Immigration attorneys are not entitled to court-ordered discovery, so they must rely on FOIA to obtain the government’s documents about their clients. In May 2013, immigration attorney Jennifer Smith filed a FOIA request to U.S. Citizen and Immigration Services (USCIS) for records related to the immigration status of one of her clients. USCIS identified a set of documents as responsive and referred the request to ICE, which refused to release them. In a written denial, the agency said it was ICE’s “practice” to deny access to the FOIA process for those it deemed to be “fugitives,” including Ms.

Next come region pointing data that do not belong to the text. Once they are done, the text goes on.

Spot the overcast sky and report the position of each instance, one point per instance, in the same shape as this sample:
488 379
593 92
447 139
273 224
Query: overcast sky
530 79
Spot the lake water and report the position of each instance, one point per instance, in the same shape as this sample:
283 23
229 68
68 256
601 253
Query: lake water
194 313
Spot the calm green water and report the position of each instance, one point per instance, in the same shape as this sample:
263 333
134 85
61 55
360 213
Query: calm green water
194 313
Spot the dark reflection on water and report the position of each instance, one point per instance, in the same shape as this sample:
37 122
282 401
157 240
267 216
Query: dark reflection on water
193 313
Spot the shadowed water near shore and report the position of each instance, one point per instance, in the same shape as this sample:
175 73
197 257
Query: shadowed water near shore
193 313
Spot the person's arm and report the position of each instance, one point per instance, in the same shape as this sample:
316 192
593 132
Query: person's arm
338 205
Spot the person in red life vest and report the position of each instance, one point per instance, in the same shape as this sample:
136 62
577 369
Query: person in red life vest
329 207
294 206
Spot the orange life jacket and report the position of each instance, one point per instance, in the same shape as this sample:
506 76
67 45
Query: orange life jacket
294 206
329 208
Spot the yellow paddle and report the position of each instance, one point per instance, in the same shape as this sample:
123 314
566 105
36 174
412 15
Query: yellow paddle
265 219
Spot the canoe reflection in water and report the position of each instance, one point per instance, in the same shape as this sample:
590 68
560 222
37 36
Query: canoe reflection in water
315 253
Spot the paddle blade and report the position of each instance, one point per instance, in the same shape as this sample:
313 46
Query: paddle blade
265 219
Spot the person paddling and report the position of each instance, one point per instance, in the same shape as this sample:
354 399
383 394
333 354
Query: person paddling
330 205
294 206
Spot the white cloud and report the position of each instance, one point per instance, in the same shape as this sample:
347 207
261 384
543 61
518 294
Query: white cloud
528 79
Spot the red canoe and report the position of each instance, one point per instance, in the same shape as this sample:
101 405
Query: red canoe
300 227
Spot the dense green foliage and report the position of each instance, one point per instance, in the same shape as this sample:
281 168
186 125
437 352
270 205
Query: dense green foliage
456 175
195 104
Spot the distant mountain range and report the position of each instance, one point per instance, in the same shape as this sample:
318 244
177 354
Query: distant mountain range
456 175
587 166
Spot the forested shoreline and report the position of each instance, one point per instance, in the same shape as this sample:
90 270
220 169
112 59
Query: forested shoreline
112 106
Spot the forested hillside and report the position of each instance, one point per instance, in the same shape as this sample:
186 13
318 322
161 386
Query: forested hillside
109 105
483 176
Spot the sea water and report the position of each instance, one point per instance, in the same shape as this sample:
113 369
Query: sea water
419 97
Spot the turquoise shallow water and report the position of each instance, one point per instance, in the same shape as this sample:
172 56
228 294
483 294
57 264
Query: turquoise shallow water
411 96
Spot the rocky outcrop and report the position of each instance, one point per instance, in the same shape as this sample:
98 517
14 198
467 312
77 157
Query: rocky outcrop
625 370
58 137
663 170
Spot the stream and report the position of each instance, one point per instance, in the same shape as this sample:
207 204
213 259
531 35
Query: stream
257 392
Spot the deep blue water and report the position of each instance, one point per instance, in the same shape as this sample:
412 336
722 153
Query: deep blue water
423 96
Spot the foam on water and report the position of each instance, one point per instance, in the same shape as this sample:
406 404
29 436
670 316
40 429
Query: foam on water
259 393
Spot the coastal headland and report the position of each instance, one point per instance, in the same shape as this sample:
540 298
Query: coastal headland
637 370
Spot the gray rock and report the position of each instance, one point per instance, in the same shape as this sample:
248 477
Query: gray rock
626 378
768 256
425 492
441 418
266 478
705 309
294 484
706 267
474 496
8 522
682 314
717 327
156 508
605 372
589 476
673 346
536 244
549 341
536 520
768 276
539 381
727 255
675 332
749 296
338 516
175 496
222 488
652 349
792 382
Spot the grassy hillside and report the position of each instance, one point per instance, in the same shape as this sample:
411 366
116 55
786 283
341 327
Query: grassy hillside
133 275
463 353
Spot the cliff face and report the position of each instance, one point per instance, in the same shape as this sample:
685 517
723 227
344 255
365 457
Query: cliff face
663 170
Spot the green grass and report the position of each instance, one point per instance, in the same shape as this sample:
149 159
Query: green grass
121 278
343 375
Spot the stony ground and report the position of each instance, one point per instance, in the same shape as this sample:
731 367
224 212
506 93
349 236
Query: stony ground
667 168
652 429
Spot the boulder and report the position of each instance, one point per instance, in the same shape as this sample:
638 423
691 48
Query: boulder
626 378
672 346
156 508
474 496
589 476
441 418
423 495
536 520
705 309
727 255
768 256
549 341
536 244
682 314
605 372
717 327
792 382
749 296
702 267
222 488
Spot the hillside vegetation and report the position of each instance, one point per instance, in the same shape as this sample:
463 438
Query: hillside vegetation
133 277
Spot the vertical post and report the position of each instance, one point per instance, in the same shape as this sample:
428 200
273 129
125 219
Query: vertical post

Smith’s client.
The Freedom of Information Act requires federal agencies to promptly provide responsive documents to any person who requests them. An agency may only deny a FOIA request based on one or more of nine stated exemptions in the law. In this case, ICE did not provide Smith any legal justification based on the exemptions for denying access to her client’s immigration file.
Soon after the lawsuit was filed, ICE provided the specific documents Ms. Smith had requested and then argued that the case should be dismissed as moot. The litigation continued, however, as the ACLU argued (successfully) that it must prevent future violations of FOIA by ordering ICE to stop invoking its “fugitive” practice entirely.
“Lawyers cannot effectively represent their non-citizen clients without access to information,” Silverstein said. “ICE’s ‘practice’ of denying records requests based on ‘fugitive’ status is arbitrary at best and unlawful at worst. We’re glad that the court agrees.”
In addition to Silverstein, the legal team included ACLU Senior Staff Attorney Sara Neel and ACLU Cooperating Attorney Dan Culhane.